Hermes stared, horrified for a fraction of a second, before he jumped into action faster than Thanatos could see, muttering to himself about how many times he’d warned Lach that his mouth was going to get him into trouble. He hopped onto the altar, straddling Lach, and first tore his shirt off, then pulled the knife out, keeping pressure on the wound and working quickly to try to minimize the bleeding.

Thanatos didn’t know as much about medicine as Hermes did; he was prone to arriving when it was far too late to help. Still, he stepped up to the side of the altar, prepared to offer his hands, when Hermes waved him away.

“I’ve got this. You handle the Ivy League. What the hell did he do, tell them Nietzsche was overrated?”

“You are not a part of this,” the old man said in their direction, glaring at Thanatos. He was so angry, his words so staccato, that spittle flew from his lips as he spoke. But his body seemed to be failing him, since he was trying to look and sound impressive, but his volume didn’t manage to rise above an average speaking tone. “Leave at once!”

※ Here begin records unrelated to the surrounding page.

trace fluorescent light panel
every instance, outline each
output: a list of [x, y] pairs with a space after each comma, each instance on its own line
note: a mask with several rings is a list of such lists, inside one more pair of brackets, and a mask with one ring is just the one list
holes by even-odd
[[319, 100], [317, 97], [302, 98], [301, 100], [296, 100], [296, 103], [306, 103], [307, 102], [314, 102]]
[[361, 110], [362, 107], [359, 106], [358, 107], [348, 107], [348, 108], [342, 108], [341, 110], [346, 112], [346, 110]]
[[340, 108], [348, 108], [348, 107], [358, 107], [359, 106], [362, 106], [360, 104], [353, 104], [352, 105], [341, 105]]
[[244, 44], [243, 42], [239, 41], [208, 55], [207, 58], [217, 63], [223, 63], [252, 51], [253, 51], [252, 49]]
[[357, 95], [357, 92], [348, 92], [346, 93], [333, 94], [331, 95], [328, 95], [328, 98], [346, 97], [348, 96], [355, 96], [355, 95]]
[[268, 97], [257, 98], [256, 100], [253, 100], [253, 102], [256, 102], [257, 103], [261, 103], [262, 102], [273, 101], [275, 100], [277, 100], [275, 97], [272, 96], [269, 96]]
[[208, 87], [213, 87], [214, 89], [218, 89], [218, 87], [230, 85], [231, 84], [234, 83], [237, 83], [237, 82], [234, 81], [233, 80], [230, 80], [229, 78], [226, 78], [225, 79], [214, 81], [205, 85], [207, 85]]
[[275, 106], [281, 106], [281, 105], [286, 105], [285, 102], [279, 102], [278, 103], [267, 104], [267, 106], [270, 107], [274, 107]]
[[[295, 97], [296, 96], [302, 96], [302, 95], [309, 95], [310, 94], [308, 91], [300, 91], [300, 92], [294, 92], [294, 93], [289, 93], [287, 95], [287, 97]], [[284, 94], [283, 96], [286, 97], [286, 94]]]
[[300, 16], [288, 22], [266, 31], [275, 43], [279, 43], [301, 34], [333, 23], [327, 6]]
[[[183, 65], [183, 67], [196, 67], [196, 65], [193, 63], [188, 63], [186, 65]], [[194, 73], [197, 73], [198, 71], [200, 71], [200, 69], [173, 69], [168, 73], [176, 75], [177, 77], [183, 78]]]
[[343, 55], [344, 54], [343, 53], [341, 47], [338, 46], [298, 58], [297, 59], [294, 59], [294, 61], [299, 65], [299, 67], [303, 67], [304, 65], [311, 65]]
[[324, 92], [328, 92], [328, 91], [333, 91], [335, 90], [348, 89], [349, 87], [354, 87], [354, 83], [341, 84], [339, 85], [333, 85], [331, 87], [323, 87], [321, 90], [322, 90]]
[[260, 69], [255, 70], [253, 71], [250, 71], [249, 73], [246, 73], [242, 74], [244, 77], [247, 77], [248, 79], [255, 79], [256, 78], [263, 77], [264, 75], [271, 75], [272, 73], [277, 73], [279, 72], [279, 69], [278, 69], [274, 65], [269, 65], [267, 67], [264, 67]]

Thanatos stared at him, drawing himself up to his full height and pulling his power around him like a mantle. Perhaps he was no Ares to be feared for his martial prowess, or Hephaestus with his impressive size, but damn them all, he was the god of death. If he couldn’t use his power to frighten a few mortals, what good was it?

All Hermes needed—all Lach needed—from Thanatos, was for him to stand between them and the enemy. He could do that.